By AMS President Anjuli S. Bamzai

I grew up in a family that valued intellectual pursuits, discipline, and the importance of women’s education—and was provided the support to make sure I received that education despite external social and cultural barriers. In the 1930s, when my mother was young, such values were uncommon outside of her family. My mother was the first woman in our community in the town of Srinagar, Kashmir, to receive a college degree, back in the late 1930s. She was followed by her younger sisters, one of whom went on to become the principal of the women’s college in town. Thus, I grew up with the important privilege of having strong women as role models.

As I entered the atmospheric sciences, one of the women who embodied the undaunted courage and determination in that generation of path-breakers was Dr. Joanne Simpson, the first U.S. woman to obtain a doctorate in meteorology, which she earned from the University of Chicago in 1949. In 1989 she became the first female president of the AMS. She researched hot towers and hurricanes, and was the project lead of the Tropical Rainfall Measuring Mission (TRMM) at NASA. While I never got a chance to meet Dr. Simpson, she was a beacon of inspiration.

I worked at the National Science Foundation under Dr. Rita Colwell—NSF’s first female director. An eminent biologist, she is recognized for her groundbreaking work on global infectious diseases such as cholera and their connection to climate. At an NSF holiday party during her directorship, I was astounded and inspired by the number of awards and honorary degrees on her office wall, from institutions all over the world! I admire her efforts in developing programs that support the advancement of women in academic science and engineering careers, such as NSF ADVANCE.

AMS President Anjuli S. Bamzai with a portrait of Dr. Joanne Simpson at AMS HQ (left), and with Dr. Rita Colwell (right). Images courtesy of Anjuli S. Bamzai.

This Women’s History Month, as I reflect about women pioneers who inspired me, I thought I’d share with you a few important figures from my mother’s generation and before. Their contributions have indeed made our field a richer place.
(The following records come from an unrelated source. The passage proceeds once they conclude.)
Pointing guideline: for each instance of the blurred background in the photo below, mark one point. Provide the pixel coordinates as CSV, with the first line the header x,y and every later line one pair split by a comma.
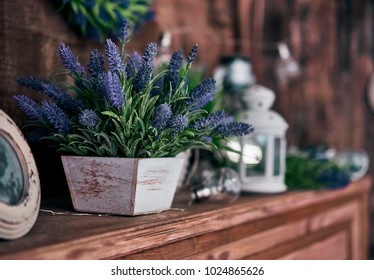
x,y
316,55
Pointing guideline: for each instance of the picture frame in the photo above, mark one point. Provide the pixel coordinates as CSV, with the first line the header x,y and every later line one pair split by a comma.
x,y
19,182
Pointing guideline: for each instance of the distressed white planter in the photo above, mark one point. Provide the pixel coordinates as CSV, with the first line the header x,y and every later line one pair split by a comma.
x,y
122,186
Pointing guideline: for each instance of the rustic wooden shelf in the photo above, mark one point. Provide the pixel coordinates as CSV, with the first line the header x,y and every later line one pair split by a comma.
x,y
291,225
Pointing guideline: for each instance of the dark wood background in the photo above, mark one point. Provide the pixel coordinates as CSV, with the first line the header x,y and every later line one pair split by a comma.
x,y
331,40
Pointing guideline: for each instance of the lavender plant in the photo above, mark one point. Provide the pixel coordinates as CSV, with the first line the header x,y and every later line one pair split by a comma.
x,y
126,110
99,19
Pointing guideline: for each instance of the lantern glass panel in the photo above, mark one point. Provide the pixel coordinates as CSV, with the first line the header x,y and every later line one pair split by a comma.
x,y
277,156
254,149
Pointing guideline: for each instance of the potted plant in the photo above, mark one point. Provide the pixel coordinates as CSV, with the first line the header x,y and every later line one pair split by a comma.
x,y
120,129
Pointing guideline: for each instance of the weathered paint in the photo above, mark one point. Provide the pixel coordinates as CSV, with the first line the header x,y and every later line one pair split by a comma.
x,y
122,186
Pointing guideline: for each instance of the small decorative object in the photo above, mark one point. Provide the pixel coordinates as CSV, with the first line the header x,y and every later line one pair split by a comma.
x,y
355,161
234,73
19,182
125,114
263,154
221,184
99,19
286,67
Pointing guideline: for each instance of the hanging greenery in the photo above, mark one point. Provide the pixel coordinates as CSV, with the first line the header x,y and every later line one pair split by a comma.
x,y
100,19
303,171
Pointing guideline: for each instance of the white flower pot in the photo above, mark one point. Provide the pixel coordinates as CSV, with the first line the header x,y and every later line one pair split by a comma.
x,y
122,186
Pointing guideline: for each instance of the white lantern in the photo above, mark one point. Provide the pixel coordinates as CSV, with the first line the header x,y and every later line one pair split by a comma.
x,y
263,157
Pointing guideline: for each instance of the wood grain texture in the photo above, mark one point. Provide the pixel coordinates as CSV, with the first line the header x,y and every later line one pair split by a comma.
x,y
213,229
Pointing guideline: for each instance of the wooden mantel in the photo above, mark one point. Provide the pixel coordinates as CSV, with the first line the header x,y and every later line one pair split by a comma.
x,y
293,225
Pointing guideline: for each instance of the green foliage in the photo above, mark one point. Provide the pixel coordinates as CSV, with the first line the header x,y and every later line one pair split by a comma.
x,y
305,172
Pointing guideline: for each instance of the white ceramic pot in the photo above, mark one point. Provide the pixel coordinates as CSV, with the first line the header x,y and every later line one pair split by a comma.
x,y
122,186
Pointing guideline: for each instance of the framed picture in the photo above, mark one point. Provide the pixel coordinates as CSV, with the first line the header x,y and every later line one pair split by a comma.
x,y
19,182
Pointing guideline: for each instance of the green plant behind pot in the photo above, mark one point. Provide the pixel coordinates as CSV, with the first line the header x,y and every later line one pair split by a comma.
x,y
126,110
99,19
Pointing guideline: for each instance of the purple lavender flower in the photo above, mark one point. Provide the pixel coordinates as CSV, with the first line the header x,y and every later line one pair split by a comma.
x,y
193,54
114,58
53,91
30,107
114,91
70,62
100,83
32,82
233,129
96,64
178,123
211,121
175,64
133,64
143,76
56,117
60,96
89,3
161,116
202,94
79,18
124,32
89,118
158,87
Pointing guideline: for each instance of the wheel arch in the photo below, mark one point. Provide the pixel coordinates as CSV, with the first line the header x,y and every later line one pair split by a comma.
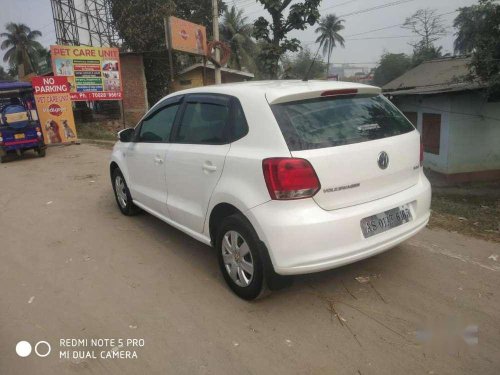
x,y
217,214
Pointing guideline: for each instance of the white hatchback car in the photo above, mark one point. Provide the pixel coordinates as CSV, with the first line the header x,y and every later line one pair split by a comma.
x,y
281,177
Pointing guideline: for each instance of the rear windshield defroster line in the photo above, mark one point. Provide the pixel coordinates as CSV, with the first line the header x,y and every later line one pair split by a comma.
x,y
335,121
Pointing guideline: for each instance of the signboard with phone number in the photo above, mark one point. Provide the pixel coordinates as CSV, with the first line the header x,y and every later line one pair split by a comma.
x,y
94,73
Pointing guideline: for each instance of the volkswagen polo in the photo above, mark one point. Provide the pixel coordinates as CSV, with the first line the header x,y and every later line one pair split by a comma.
x,y
280,177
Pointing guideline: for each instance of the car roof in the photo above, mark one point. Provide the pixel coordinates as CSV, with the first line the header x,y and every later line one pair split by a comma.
x,y
280,90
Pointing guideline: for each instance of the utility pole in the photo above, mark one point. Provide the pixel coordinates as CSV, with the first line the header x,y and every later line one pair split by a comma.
x,y
215,21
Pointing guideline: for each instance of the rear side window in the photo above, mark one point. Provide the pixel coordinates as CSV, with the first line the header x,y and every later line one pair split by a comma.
x,y
157,127
203,123
334,121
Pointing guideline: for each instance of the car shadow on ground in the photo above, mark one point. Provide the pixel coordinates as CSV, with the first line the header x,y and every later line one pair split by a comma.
x,y
11,158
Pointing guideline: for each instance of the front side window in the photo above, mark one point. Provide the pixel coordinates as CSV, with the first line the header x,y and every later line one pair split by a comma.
x,y
334,121
203,123
156,128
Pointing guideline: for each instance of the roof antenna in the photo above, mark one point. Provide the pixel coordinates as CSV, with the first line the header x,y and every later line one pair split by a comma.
x,y
306,78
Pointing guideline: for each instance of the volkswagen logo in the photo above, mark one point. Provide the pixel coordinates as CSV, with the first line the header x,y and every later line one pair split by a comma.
x,y
383,160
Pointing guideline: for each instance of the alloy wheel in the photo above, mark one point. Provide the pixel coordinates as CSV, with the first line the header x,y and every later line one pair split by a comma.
x,y
238,260
121,193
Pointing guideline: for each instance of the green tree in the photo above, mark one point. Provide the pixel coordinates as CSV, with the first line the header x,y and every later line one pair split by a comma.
x,y
427,25
238,33
274,33
391,66
329,29
479,32
298,67
21,45
423,53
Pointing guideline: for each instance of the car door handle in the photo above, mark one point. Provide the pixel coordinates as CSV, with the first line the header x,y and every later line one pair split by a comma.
x,y
209,167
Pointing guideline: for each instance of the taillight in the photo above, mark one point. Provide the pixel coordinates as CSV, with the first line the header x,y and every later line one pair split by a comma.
x,y
421,154
290,178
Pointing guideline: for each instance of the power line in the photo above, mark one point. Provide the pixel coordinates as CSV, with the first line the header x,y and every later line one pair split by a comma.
x,y
381,6
392,26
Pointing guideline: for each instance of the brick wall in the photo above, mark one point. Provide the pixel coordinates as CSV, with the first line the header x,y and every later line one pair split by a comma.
x,y
135,100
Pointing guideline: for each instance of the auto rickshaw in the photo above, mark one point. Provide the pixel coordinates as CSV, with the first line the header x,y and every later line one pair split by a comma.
x,y
20,128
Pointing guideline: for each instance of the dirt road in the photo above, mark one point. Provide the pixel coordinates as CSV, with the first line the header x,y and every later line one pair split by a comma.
x,y
73,267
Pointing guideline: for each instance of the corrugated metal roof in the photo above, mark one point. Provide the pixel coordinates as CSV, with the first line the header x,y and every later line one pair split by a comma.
x,y
210,66
434,76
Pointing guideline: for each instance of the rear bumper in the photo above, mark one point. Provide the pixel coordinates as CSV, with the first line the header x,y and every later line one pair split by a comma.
x,y
304,238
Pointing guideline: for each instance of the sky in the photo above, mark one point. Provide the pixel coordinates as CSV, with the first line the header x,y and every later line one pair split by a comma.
x,y
363,50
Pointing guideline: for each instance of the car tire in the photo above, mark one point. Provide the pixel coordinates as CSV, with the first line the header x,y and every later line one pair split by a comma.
x,y
240,257
122,194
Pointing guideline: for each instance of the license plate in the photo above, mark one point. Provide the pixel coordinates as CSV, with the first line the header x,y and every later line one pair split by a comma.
x,y
384,221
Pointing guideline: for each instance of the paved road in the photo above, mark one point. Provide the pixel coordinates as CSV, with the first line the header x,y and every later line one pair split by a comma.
x,y
72,266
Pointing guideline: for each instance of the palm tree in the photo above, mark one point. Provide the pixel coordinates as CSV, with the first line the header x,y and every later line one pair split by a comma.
x,y
329,28
21,46
238,33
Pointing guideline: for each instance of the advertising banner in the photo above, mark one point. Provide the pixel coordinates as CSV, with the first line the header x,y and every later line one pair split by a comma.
x,y
187,36
94,73
55,112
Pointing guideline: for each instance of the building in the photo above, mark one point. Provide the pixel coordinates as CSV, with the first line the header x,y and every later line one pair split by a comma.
x,y
460,125
193,75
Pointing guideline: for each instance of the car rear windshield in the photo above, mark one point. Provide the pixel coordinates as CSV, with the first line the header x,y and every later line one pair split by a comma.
x,y
341,120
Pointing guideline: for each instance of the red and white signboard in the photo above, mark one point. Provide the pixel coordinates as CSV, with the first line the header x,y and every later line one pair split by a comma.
x,y
55,111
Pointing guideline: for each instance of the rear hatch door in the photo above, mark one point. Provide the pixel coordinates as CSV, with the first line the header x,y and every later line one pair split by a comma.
x,y
361,147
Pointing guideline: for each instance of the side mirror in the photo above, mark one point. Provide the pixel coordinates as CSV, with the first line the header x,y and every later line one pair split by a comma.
x,y
126,135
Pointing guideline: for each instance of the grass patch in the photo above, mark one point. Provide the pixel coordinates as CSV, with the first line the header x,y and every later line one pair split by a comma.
x,y
95,131
476,215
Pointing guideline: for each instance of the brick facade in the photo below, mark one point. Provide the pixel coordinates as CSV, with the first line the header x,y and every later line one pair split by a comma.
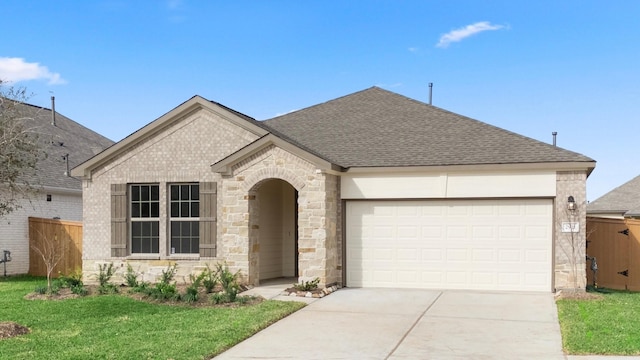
x,y
184,152
14,227
570,247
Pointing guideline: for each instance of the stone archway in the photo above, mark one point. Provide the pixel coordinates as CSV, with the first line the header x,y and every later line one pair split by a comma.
x,y
273,230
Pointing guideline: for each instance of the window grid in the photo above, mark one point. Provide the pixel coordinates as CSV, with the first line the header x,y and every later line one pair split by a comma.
x,y
184,212
145,218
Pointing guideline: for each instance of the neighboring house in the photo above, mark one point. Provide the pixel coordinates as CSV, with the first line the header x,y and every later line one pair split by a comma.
x,y
619,203
372,189
59,195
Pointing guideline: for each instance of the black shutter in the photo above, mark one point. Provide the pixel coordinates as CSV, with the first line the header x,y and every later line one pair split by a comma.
x,y
208,218
119,238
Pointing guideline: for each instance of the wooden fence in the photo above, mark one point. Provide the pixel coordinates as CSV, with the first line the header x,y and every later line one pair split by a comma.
x,y
615,243
65,235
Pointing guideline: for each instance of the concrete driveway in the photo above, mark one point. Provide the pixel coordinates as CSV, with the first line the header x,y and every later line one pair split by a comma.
x,y
412,324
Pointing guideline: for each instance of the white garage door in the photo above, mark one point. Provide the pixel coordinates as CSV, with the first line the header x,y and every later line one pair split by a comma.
x,y
450,244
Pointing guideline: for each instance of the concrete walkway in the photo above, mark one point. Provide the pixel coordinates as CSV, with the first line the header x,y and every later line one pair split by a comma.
x,y
412,324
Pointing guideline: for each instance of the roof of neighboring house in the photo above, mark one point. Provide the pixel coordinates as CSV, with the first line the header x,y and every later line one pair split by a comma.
x,y
65,137
625,200
379,128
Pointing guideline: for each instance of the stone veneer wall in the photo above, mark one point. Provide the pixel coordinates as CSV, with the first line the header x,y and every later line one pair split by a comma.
x,y
317,214
182,152
570,248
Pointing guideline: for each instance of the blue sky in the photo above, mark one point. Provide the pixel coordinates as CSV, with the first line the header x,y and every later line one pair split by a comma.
x,y
532,67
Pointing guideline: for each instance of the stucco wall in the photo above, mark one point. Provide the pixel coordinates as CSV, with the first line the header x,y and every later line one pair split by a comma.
x,y
14,227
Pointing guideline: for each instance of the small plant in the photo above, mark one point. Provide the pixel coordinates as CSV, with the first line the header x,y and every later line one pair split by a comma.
x,y
164,289
169,274
228,281
79,290
105,272
209,279
191,293
142,287
131,277
74,278
307,285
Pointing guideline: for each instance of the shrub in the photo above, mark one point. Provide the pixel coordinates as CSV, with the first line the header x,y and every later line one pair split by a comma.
x,y
307,285
229,283
131,277
164,289
73,279
79,290
209,279
191,292
105,272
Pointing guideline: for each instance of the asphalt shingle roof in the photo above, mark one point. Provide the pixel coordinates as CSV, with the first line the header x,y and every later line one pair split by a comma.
x,y
66,137
379,128
624,199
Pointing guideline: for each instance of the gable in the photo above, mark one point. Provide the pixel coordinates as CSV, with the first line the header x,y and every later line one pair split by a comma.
x,y
196,131
623,200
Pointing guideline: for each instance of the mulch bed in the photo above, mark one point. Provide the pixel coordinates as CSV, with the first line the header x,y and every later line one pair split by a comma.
x,y
10,329
202,301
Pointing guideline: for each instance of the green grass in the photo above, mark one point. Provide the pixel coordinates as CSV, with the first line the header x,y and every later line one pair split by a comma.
x,y
608,326
117,327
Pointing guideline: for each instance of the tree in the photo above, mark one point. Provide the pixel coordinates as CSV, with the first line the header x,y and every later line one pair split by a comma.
x,y
52,251
20,149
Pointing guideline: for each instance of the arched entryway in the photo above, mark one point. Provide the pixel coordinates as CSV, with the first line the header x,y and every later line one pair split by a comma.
x,y
276,233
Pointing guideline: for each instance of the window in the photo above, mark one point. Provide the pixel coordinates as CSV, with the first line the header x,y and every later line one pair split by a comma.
x,y
184,218
159,220
145,219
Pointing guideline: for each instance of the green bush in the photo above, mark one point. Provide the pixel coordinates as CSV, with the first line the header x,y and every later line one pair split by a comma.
x,y
209,279
229,283
131,277
79,290
164,289
191,293
307,285
41,289
105,272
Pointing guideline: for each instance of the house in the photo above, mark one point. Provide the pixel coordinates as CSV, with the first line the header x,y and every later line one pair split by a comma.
x,y
619,203
372,189
59,196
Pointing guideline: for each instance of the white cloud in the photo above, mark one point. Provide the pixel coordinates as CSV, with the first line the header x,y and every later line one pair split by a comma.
x,y
174,4
464,32
17,69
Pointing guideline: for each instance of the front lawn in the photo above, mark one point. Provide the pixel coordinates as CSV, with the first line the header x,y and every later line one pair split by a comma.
x,y
118,327
609,325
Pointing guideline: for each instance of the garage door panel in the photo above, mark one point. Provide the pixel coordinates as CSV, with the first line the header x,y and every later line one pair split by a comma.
x,y
482,244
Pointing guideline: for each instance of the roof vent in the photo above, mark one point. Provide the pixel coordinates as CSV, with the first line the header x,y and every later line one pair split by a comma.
x,y
53,110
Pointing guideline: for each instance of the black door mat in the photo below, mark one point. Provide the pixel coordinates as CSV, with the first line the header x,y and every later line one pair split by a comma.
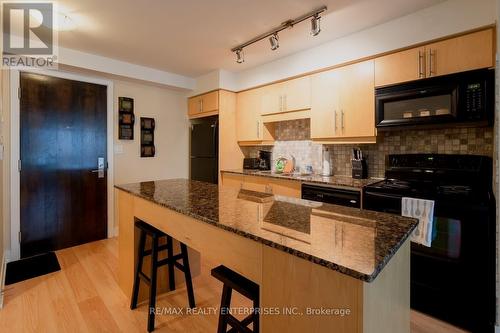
x,y
31,267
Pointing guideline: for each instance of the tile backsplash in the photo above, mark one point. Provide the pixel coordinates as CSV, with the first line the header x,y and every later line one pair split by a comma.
x,y
292,139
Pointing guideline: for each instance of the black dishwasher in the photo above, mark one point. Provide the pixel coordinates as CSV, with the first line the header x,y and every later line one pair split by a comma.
x,y
332,195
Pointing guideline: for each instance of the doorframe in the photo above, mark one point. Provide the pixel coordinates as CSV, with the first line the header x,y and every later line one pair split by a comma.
x,y
15,150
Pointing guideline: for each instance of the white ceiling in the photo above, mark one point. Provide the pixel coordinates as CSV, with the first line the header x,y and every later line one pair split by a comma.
x,y
194,37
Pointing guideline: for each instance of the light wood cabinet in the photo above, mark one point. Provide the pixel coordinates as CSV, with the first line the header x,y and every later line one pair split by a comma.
x,y
459,54
343,103
248,112
454,55
324,104
401,66
284,187
291,95
203,105
357,100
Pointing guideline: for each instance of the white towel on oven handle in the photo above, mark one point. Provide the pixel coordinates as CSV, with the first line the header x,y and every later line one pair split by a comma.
x,y
423,210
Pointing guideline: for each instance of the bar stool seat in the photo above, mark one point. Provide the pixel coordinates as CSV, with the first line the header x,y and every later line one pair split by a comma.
x,y
171,260
244,286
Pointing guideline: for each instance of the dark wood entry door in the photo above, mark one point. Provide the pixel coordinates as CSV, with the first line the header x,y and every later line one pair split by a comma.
x,y
63,133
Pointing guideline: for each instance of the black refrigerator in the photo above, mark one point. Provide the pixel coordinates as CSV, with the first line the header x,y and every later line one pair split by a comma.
x,y
204,150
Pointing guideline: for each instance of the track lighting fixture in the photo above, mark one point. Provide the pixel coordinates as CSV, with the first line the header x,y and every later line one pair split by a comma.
x,y
273,34
275,44
239,56
315,25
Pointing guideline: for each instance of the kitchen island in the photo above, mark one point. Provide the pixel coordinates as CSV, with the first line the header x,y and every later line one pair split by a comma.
x,y
320,267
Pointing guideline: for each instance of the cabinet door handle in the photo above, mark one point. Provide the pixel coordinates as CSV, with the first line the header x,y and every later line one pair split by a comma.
x,y
432,54
421,73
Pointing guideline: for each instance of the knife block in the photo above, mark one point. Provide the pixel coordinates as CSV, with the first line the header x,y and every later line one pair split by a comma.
x,y
359,169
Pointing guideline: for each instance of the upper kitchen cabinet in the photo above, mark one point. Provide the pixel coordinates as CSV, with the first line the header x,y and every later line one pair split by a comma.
x,y
343,108
459,54
203,105
401,66
249,125
291,95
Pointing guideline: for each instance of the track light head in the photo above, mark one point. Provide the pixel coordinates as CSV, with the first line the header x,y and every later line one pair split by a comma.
x,y
239,56
315,25
273,40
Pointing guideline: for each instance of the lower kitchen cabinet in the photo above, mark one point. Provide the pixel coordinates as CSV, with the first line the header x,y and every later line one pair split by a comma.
x,y
289,188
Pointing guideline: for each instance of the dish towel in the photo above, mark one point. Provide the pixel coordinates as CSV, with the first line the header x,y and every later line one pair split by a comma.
x,y
423,210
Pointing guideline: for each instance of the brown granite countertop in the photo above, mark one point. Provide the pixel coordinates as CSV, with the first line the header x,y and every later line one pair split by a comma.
x,y
340,181
352,241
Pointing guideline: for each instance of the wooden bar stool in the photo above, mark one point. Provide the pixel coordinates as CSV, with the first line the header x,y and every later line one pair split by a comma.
x,y
244,286
171,260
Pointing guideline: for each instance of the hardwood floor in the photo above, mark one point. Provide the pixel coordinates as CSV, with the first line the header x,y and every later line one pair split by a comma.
x,y
84,297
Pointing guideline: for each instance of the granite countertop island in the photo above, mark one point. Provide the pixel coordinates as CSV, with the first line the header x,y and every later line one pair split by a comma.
x,y
361,242
340,181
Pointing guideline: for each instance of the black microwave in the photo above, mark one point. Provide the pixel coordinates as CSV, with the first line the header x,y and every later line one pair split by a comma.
x,y
463,98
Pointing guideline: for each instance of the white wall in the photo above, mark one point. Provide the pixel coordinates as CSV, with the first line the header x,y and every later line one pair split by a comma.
x,y
446,18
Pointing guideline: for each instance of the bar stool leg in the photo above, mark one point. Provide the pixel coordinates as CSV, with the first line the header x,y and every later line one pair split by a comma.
x,y
171,275
187,275
135,290
152,287
224,306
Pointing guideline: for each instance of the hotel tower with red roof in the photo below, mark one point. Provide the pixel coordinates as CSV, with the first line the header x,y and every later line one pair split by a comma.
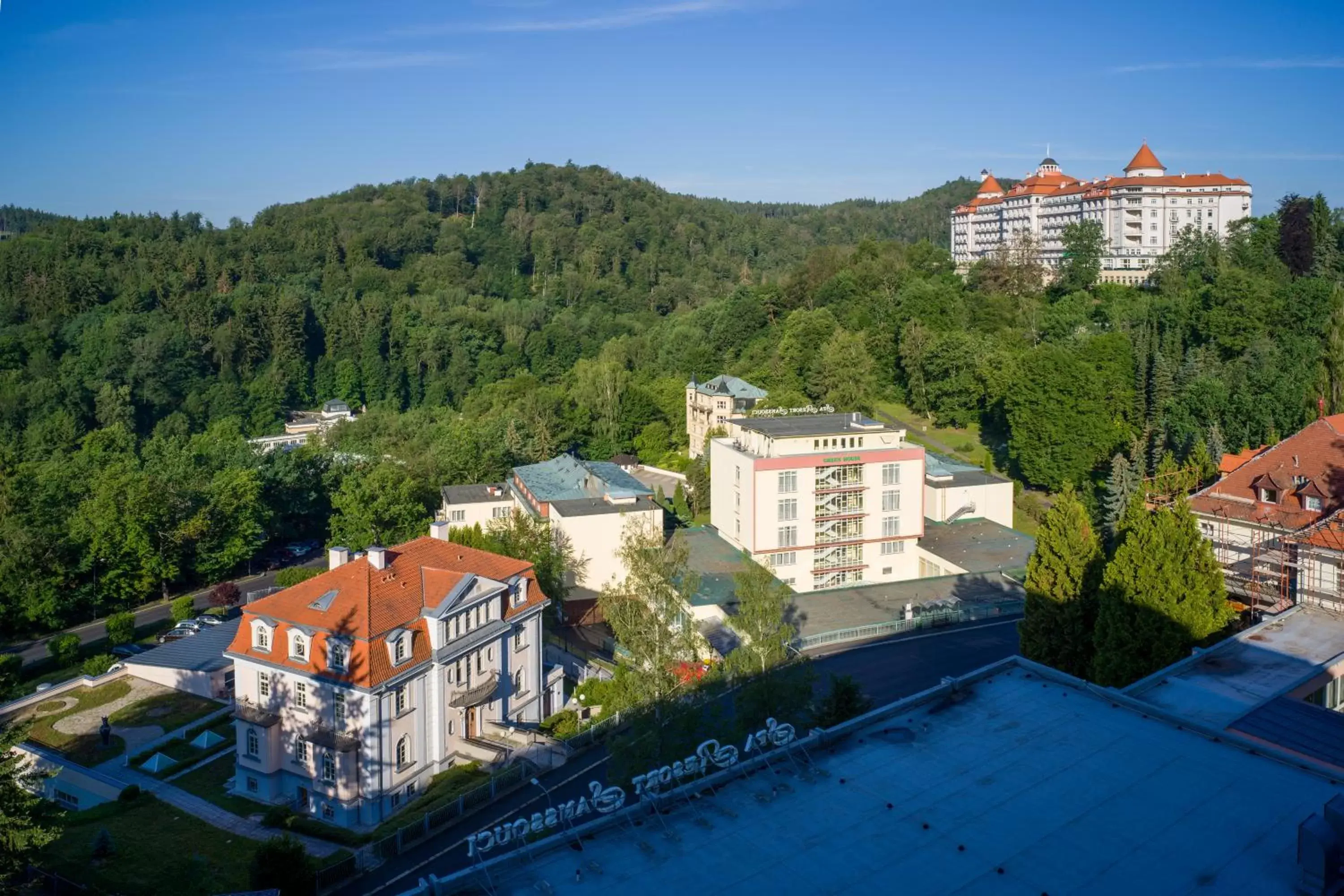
x,y
1140,214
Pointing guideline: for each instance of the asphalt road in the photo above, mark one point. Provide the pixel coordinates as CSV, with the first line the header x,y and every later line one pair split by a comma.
x,y
887,669
147,616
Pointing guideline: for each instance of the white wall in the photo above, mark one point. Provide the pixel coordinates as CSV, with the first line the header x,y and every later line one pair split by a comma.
x,y
597,536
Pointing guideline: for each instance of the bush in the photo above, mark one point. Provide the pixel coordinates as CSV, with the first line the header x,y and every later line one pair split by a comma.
x,y
844,702
121,628
65,649
103,844
99,664
225,594
183,607
281,863
293,575
562,726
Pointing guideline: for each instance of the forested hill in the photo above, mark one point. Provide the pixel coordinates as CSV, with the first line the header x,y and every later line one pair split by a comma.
x,y
499,320
443,281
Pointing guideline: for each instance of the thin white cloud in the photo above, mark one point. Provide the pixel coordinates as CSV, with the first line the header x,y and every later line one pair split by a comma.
x,y
1265,65
617,19
370,60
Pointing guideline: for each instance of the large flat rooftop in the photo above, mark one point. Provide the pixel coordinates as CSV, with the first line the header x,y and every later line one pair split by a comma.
x,y
1222,684
1019,782
979,546
810,425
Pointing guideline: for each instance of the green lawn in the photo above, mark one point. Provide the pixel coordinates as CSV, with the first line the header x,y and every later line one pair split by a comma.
x,y
168,711
155,849
86,750
209,782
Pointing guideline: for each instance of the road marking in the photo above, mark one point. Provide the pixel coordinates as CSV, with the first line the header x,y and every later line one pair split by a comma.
x,y
917,637
448,849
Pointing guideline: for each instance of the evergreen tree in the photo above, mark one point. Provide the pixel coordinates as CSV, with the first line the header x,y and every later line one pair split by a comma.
x,y
1121,484
1162,594
1061,589
1217,447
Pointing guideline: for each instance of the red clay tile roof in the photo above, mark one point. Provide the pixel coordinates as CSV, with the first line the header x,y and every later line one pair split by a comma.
x,y
370,602
1144,159
990,186
1312,456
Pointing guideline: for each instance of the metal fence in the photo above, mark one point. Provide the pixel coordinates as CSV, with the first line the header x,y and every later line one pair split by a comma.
x,y
936,618
334,876
439,818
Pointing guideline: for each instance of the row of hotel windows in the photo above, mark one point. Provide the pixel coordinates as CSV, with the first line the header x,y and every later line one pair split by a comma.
x,y
789,558
788,535
788,480
787,509
496,513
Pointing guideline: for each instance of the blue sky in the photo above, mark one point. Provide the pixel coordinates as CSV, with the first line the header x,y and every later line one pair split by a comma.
x,y
226,108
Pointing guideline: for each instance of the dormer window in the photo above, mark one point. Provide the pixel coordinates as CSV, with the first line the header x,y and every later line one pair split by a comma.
x,y
261,636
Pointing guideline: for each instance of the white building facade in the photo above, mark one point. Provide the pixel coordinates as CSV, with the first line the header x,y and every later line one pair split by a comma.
x,y
1142,214
357,687
823,500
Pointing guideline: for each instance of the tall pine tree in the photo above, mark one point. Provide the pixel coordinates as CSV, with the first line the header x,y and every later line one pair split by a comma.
x,y
1162,594
1061,589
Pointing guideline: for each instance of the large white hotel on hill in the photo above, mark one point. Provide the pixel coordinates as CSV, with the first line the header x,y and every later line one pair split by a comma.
x,y
1140,214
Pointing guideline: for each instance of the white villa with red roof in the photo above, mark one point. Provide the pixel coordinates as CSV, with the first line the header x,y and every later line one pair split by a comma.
x,y
1266,517
1140,214
355,687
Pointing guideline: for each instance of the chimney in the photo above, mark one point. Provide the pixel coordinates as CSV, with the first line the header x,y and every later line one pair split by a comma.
x,y
377,556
June Bacon-Bercey (1928–2019)

When June Bacon-Bercey went to UCLA, her adviser told her she should consider studying home economics, not atmospheric science. Considering that she’d transferred to UCLA specifically for its meteorology degree program, she didn’t believe this was good advice. We’re all lucky she followed her heart.

Bacon-Bercey graduated from UCLA in 1954, the first African American woman to obtain a bachelor’s degree in meteorology there, and early in her career worked for what is now the National Weather Service as an analyst and forecaster. Later, as a senior advisor to the U.S. Atomic Energy Commission, she helped us understand nuclear fallout and how atomic and hydrogen bombs affected the atmosphere.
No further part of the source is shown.